Oct 17, 2013

Wisconsin's Suicide Caucus—Ron Johnson, Four Wisc GOP Reps Vote for Gov Default

Paul Ryan leads Wisconsin Suicide Caucus; Now Looking to Slash
Social Security, Medicare and Medicaid as Their Next Crusade

Update - China's credit rating agency Dagong has downgraded the U.S. rating from A to A-, reports the Business Insider.

Five out of six members of the Wisconsin Republican congressional delegation voted not to open government, and avert an unprecedented financial default in a vote late last night.

This manner of Tea Party campaign is incredibly reckless action that has world economists wondering if Republican Party extremism will destroy the United States Dollar as the world's reserve currency.

Wisconsin Republicans did their worst.

U.S. Senator Ron Johnson of Wisconsin is one of only 18 senators to oppose the Senate bill opening government, and avoiding a government default that economists say would have thrown the United States back into a recession.

Reps. Sean Duffy (R-Ashland), Tom Petri (R-Fond du Lac), Paul Ryan (R-Janesville), James Sensenbrenner (R-Wauwatosa) all voted "No" in joining Sen. Johnson.

Rep. Reid Ribble (R- Green Bay) is the only Wisconsin Republican in Congress to vote Yes to opening the government and avoiding default.

The Republican-engineered shutdown is estimated to have cost the U.S. domestic economy and American families $Billions is lost income and economic production.

The House voted 285-144, with all 144 No votes coming from Republican members of Congress.

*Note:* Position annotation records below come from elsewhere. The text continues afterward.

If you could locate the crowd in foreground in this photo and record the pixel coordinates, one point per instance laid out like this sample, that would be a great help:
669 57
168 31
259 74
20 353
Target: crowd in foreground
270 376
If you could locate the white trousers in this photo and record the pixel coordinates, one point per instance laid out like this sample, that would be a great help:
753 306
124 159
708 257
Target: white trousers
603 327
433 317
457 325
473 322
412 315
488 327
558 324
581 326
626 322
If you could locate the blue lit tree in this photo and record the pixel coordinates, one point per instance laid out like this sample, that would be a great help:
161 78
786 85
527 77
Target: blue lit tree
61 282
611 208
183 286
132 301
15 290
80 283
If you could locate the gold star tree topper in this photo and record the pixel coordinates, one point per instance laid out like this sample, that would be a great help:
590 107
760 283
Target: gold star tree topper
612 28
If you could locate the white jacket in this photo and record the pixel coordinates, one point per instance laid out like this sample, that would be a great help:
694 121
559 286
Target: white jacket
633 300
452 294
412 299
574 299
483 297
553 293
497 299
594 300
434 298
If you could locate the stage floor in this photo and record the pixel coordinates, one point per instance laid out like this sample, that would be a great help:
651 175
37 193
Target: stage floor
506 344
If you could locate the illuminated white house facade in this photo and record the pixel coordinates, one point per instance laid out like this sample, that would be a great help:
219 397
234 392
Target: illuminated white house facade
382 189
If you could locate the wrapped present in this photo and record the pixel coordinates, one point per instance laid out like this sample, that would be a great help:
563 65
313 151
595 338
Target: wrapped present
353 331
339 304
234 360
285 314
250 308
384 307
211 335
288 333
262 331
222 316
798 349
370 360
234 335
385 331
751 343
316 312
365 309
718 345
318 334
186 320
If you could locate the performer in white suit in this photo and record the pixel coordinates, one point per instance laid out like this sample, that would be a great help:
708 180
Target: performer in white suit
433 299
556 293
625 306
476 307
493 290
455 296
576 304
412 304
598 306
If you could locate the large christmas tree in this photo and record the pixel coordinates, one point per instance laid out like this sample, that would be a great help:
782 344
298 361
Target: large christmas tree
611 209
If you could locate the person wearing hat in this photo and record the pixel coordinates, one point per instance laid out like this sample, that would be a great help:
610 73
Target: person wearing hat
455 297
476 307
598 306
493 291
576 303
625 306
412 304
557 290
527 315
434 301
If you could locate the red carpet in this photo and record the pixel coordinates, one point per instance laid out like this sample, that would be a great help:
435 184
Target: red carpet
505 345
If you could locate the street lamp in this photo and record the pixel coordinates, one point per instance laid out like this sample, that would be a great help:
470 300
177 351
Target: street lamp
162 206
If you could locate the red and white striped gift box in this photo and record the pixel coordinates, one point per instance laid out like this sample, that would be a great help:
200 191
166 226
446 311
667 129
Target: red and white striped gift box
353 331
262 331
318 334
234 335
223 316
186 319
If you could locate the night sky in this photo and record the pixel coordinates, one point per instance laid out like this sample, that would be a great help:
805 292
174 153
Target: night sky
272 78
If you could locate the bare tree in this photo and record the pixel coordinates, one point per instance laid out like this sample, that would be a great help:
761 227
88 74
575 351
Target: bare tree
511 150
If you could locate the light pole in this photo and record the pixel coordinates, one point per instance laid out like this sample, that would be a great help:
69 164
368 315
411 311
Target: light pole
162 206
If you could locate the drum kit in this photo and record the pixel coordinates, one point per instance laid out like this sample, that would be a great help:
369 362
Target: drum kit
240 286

The Senate voted 81 to 18, with all 18 No votes coming from Republican members of Congress.

The shutdown, perilous to the American economy, is also seen as a political body blow to the Tea Party or suicide caucus to which most Wisconsin Republicans have attached themselves.

Around the world, there is relief as well as disbelief that Republicans would perpetrate the 16-day shutdown bringing the United States of America close to default and financial catastrophe.

James Meikle, Paul Lewis and Dan Roberts report in The Guardian:
Stock markets in Japan, China, Hong Kong and South Korea initially reflected relief after the Republicans finally capitulated in their failed attempt to undermine Obama's healthcare reforms. But in Asia and Europe stock markets overall displayed a muted reaction with traders apparently expecting another battle in Washington early in 2014.

The shutdown is estimated to have cost the US $24bn – £1.5bn a day – according to ratings agency Standard and Poor. China's official Xinhua news agency had accused Washington of jeopardising other countries' dollar assets. China is the US government's largest creditor.

Obama signed the necessary legislation to fend off a default shortly after midnight on Thursday after a Republican split in the House of Representatives. The bill had passed easily with broad bipartisan support in the Senate, where Democratic and Republican leaders forged the agreement. It offers a temporary fix, funding the government until 15 January and raising the debt ceiling until 7 February.